Batch effects are sub-groups of measurements that have qualitatively different behaviour across conditions and are unrelated to the biological or scientific variables in a study. For example, batch effects may occur if a subset of experiments was run on Monday and another set on Tuesday, if two technicians were responsible for different subsets of the experiments or if two different lots of reagents, chips or instruments were used.

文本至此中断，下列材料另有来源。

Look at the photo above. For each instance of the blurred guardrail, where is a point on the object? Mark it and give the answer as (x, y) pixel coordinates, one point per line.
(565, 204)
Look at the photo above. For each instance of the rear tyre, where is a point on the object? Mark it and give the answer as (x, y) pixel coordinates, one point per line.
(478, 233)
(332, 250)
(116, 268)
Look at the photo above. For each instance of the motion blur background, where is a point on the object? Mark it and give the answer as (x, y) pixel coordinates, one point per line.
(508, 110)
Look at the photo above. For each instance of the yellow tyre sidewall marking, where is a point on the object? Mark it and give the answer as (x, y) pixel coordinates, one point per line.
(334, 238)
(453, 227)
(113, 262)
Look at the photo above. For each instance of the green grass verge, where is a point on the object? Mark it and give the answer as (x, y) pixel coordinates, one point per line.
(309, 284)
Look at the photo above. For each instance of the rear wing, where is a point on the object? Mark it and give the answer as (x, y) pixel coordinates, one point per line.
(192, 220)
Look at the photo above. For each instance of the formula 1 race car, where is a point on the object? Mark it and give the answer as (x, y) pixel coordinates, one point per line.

Normalization is a data analysis technique that adjusts global properties of measurements for individual samples so that they can be more appropriately compared. Including a normalization step is now standard in data analysis of gene expression experiments. But normalization does not remove batch effects, which affect specific subsets of genes and may affect different genes in different ways. [1]
二淑廊、處理方法
目前已經(jīng)有多種處理批次差異的方法逗余。[2]
批次效應(yīng)處理方法
三、哪種方法比較好
一項研究比較了6種去除批次效應(yīng)的方法季惩,其中包括ComBat方法(parametric prior method录粱,ComBat_p和non-parametric method,ComBat_n)画拾、代理變量法(Surrogate variable analysis啥繁,SVA)、基于比值的方法(Geometric ratio-based method青抛,Ratio_G)旗闽、平均中心方法(Mean-centering,PAMR)和距離加權(quán)判別(Distance-weighted discrimination蜜另,DWD)方法适室,綜合多種指標(biāo)認(rèn)為ComBat在精確性、準(zhǔn)確性和整體性能方面(precision, accuracy and overall performance)總體優(yōu)于其他方法举瑰。
A number of approaches have been used or developed for identifying and removing batch effects from microarray data, of which we have chosen six for evaluation.
We systematically evaluated six of these programs using multiple measures of precision, accuracy and overall performance. ComBat, an Empirical Bayes method, outperformed the other five programs by most metrics.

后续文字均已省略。